Yeah, the actual use case is a configuration builder. Normally, I would start with a default where optional values are None:

pub struct Config {
    value: Option<String>,
    // ...

and the Builder function would take the string to set the value:

pub value<S: Into<String>>(&mut self, val: S) -> &mut Self {
    self.value = Some(val.into());
    self
}

So the application could call it with a String or &str literal:

cfg.value("something");

That is still the primary use for it, but now I also need to import partial configurations, that come in as options themselves, and it's getting really verbose saying:

if let Some(val) = other_cfg.value() {
    cfg.value(val);
}

instead of:

cfg.value(other_cfg.value());

while also keeping the primary use case.

Plus, only taking a String doesn't give the user a chance to turn off the option by setting it back to None after it's been given a value.

And just making the fields public isn't really an option, because there are further constraints on the accepted values, and/or other transforms that are required.

other_cfg.value() already has a known type, so you could unambiguously pass it to Builder::maybe_do_something.
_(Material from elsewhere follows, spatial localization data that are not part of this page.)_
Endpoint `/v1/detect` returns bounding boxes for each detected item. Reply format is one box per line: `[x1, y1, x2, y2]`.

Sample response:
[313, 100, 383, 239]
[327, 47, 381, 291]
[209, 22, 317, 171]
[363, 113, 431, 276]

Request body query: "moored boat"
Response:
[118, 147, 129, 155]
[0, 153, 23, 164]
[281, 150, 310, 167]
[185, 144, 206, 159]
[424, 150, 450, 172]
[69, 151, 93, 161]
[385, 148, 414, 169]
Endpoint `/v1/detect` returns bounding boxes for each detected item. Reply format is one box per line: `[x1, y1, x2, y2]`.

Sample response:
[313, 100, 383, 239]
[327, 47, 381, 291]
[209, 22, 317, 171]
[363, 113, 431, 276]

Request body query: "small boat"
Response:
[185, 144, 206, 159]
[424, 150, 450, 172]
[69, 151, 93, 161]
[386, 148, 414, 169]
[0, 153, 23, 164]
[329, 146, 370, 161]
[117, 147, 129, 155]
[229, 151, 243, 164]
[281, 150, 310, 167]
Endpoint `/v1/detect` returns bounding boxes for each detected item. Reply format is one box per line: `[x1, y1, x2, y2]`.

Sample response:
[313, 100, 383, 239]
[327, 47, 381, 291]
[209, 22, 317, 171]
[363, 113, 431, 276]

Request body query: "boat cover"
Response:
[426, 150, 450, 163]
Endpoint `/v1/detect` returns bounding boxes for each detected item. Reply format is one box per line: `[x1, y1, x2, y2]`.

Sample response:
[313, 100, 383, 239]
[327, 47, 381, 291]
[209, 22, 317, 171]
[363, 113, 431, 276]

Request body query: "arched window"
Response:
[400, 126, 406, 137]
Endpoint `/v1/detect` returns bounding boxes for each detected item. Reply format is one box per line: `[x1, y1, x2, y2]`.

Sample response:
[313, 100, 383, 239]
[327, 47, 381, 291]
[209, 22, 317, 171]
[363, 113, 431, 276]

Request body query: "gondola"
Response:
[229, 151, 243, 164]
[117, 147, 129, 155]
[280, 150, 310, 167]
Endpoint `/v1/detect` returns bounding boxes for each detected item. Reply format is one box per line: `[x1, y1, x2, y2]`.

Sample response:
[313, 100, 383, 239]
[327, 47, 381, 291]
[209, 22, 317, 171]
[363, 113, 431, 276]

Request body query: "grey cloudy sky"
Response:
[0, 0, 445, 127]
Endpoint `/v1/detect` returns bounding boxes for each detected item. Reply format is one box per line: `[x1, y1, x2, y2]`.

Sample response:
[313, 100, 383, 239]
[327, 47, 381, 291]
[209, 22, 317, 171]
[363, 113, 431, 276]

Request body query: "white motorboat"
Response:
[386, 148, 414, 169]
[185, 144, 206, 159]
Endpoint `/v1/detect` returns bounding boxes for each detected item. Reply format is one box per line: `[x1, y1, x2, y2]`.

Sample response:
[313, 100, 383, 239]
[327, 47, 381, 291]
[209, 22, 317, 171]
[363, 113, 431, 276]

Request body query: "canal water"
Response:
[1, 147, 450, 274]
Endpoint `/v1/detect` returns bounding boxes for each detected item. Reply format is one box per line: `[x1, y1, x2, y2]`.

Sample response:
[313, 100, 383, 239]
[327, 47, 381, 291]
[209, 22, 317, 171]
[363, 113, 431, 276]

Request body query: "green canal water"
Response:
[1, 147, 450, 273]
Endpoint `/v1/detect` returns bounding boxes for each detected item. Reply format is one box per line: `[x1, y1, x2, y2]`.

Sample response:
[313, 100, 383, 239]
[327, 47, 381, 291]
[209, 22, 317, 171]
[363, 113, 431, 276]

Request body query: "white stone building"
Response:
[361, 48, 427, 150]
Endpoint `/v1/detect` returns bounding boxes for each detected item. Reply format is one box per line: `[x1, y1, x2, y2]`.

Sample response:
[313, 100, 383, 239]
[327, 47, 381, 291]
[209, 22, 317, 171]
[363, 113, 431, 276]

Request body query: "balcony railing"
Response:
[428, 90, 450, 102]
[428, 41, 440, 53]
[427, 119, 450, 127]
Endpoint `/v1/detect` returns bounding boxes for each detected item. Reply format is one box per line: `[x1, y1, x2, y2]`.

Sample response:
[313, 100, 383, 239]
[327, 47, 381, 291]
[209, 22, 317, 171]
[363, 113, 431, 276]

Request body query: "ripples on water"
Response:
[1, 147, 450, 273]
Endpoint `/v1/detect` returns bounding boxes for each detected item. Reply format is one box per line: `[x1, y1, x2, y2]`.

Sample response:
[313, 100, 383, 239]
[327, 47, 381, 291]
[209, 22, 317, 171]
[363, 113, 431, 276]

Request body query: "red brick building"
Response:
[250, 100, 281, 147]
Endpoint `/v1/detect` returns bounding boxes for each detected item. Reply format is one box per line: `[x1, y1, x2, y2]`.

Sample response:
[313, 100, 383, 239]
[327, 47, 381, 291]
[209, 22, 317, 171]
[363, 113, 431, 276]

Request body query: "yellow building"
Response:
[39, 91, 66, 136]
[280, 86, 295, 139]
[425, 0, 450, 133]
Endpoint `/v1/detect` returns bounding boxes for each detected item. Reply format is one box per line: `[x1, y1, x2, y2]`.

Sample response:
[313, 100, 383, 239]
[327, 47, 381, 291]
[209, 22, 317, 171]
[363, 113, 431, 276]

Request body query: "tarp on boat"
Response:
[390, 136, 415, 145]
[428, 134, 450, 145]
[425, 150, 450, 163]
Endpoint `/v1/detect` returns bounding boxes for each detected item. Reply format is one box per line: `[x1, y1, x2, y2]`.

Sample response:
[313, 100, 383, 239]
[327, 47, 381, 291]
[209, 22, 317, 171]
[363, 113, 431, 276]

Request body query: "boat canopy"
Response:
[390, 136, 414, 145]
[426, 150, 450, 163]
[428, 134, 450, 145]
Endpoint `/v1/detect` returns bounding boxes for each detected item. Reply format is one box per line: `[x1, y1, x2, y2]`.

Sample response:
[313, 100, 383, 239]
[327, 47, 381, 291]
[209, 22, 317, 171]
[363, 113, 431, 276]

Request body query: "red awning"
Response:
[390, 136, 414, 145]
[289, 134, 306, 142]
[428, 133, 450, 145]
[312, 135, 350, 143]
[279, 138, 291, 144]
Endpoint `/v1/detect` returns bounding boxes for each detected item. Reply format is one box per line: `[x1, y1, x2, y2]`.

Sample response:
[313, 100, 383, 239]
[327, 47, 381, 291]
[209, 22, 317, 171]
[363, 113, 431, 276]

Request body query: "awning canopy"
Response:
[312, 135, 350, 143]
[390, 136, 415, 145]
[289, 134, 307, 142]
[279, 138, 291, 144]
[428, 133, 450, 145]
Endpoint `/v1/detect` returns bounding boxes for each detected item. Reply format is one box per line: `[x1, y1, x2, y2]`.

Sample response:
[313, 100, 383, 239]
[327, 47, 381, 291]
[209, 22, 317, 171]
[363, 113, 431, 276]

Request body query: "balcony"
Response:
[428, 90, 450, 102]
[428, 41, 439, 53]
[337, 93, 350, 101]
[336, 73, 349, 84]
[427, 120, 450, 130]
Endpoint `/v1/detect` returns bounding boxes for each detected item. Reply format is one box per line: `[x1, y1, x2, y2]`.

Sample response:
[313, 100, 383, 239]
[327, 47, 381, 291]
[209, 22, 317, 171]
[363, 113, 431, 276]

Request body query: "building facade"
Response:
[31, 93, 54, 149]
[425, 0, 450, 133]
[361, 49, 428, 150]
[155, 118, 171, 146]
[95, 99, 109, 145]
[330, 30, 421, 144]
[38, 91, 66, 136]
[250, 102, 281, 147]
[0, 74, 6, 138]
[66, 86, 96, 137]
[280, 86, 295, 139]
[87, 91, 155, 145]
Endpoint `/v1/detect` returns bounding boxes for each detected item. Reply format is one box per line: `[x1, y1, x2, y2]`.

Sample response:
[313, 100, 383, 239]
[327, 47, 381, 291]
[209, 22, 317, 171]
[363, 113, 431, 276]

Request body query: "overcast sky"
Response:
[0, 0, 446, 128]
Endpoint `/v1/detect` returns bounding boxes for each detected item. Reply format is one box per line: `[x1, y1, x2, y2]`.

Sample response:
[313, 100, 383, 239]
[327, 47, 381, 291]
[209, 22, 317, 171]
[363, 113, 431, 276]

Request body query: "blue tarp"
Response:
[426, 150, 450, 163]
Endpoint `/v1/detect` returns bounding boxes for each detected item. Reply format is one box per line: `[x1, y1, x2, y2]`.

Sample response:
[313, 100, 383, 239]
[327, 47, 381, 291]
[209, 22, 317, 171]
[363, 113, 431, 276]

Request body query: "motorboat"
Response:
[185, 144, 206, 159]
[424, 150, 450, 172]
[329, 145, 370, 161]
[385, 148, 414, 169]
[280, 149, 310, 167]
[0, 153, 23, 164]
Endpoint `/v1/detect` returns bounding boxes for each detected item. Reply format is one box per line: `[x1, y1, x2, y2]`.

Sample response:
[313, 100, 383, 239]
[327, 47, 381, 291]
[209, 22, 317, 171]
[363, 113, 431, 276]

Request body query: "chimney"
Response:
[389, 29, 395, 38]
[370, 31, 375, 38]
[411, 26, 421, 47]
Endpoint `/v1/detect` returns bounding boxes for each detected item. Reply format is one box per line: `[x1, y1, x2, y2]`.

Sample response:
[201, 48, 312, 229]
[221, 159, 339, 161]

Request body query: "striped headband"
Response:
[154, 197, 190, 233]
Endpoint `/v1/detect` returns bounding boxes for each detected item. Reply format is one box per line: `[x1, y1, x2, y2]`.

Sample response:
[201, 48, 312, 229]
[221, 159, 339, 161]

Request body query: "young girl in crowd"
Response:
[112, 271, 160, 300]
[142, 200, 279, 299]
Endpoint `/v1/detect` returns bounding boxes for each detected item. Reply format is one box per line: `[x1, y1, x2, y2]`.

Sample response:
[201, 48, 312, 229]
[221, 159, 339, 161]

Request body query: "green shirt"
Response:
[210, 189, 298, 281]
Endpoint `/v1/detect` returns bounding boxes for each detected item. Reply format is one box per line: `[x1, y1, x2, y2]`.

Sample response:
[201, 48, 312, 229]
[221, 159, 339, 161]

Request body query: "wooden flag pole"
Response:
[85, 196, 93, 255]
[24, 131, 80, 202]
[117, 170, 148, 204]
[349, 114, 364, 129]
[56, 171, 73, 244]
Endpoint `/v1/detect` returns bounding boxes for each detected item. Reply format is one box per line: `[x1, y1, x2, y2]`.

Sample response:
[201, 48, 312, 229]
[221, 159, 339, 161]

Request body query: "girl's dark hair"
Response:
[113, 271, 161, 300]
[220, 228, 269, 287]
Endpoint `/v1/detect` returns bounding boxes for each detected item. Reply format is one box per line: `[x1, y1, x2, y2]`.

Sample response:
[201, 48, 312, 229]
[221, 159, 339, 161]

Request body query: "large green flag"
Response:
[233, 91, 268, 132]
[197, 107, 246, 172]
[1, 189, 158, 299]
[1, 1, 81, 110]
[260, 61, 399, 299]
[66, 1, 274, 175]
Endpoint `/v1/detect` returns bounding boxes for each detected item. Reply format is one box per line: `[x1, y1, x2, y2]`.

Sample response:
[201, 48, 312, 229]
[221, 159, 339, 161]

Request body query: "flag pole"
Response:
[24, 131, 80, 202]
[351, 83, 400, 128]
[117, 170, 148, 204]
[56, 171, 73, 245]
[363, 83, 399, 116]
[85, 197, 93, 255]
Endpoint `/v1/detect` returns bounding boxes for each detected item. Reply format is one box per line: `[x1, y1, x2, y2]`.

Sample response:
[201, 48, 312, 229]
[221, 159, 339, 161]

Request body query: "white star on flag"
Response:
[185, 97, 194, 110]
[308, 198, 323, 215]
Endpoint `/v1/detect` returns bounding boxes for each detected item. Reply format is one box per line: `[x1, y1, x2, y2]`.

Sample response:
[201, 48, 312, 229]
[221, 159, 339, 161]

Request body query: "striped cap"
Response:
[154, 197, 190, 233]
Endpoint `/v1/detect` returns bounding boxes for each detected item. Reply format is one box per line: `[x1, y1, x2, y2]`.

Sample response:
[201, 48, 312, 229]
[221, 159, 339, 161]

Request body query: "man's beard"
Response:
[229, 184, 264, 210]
Or, though somewhat of a misuse,

other_cfg.value().map(|s| cfg.do_something(s));

But probably I'd just have an "ingest config" method on the builder that does it all internally, as opposed to trying to make my public API handle it.

self.value_1 = other.value_1.or_else(|| self.value_1);
// ...

If you're set on doing this with a single entry point, and if you're willing to give up all Option cases except Option<String> (or whatever your ultimate value type is), you could support multiple bare values but only Option<String>. Then None will be unambiguous. This will be less ergonomic if someone has ahold of an Option<&str> they're trying to pass in, but for programmers just typing in values, they're going to just pass "literal" and not Some("literal") anyway.

(Or you could support only Option<&str> instead if that matches your use-case better, but that introduces the potential for unnecessary cloning. Though TBH it's probably not at all an actual problem for a builder. [1])


  1. Oh no, my nanoseconds! ↩ī¸Ž

1 Like

I think you can build some abstractions using traits

You can check out this example.

Also you've already moved s on line 12 so you cannot use it on line 14 i guess :thinking:

UPD: Oh, i read the tread. My solution doesn't seem suitable for you so sry.